Under the Banner of Heaven by Jon Krakauer; 2003

Dan and Ron Lafferty murdered their brother’s young wife, Brenda, and her baby in cold blood in 1984. Neither brother had any remorse for the crime, claiming the murders were mandated by God. Brenda had been pushing back against the fundamentalist mission that had seized Ron and Dan, which included polygamy. The crime sets the framework for Under the Banner of Heaven, Jon Krakauer’s examination of The Church of Jesus Christ Latter-Day Saints and its history.

Jon Krakauer’s narrative is fascinating, if not unfocused. Under the Banner of Heaven reads more like a history of Mormonism and “faith-based violence,” and less about the Lafferty brothers and their crime. Krakauer recounts several extreme cases of LSD Saints gone rogue, including a few chapters on Elizabeth Smart’s kidnapping, and countless other stories of polygamy and sexual abuse. He also layers the history of the religion with the eventual murders of Brenda and her child, although this narrative approach becomes arduous and disorienting for the reader. I lost a lot of momentum in the middle of the book when al of these layers overburdened each other, but the beginning and end were strong. I do wish more had been devoted to the crime and the aftermath – Ron Lafferty’s trial was absorbing, and I wanted to read more about it. Regardless, Krakauer is a terrific writer, and I’m looking forward to reading more of his books in the future.

Krakauer also approaches the bigger questions – what drives people towards fundamentalism, and then towards violence? More thought provoking: where are the lines between deep faith, religious fanaticism, and insanity? Under the Banner of Heaven was written and published in the wake of 9/11, and although Krakauer isn’t explicit in the parallels between the Lafferty brothers and Islamic terrorists, it’s certainly implied.

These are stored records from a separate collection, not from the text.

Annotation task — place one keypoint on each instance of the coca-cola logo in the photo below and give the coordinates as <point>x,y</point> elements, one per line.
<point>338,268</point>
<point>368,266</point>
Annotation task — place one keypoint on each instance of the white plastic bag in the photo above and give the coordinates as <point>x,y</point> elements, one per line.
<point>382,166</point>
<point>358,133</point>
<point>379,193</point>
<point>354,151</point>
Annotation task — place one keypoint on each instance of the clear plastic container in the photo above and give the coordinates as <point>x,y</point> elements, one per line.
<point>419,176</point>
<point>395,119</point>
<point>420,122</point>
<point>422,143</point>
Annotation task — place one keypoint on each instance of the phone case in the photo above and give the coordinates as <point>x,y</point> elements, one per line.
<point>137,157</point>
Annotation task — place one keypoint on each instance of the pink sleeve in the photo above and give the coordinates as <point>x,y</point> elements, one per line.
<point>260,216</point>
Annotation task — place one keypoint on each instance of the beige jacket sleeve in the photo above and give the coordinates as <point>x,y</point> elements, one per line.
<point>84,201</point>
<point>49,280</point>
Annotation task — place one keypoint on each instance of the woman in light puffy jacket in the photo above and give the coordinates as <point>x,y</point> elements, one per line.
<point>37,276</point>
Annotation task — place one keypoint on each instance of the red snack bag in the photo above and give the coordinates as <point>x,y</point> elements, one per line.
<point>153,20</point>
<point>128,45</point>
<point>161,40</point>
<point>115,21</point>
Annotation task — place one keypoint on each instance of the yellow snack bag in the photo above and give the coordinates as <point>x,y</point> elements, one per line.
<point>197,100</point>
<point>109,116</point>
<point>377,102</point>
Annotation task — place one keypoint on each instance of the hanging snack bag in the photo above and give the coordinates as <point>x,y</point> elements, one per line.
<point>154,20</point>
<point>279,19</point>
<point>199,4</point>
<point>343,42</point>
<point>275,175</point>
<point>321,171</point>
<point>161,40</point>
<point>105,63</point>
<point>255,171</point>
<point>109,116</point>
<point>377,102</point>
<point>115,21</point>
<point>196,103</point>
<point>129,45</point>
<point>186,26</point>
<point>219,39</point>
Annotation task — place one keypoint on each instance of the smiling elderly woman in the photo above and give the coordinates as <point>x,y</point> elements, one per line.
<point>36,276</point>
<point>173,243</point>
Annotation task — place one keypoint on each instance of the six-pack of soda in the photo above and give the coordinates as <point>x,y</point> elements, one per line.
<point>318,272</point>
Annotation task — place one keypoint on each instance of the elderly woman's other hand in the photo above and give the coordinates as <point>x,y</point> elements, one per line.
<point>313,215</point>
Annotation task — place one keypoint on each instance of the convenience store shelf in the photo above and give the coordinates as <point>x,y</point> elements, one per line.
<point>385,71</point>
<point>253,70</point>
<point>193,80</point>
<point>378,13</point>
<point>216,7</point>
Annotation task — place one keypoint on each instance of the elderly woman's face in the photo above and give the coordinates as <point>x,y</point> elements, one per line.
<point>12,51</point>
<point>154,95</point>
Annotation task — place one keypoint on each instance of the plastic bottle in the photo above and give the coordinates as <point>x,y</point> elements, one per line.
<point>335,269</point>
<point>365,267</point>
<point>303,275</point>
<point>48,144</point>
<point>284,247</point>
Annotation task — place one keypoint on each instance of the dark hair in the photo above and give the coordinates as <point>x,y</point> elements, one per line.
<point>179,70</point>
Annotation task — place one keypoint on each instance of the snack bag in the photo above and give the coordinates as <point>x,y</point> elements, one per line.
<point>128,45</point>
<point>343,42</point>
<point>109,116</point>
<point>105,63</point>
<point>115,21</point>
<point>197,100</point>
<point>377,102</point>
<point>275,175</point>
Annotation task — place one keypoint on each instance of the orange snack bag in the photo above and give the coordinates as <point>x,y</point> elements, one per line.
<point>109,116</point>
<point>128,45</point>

I did feel that this book was fairly one-sided. If you look hard enough you can find extremists and fundamentalists in any religion, and Under the Banner of Heaven was pretty much only focused on Mormon fundamentalists – certainly not a fair or clear picture of the entire religion. Obviously, the extreme stuff is the more interesting stuff, so it’s easy to see how it happened that way, but there must be a reason to explain why this religion is growing as quickly as Krakauer asserts that it is.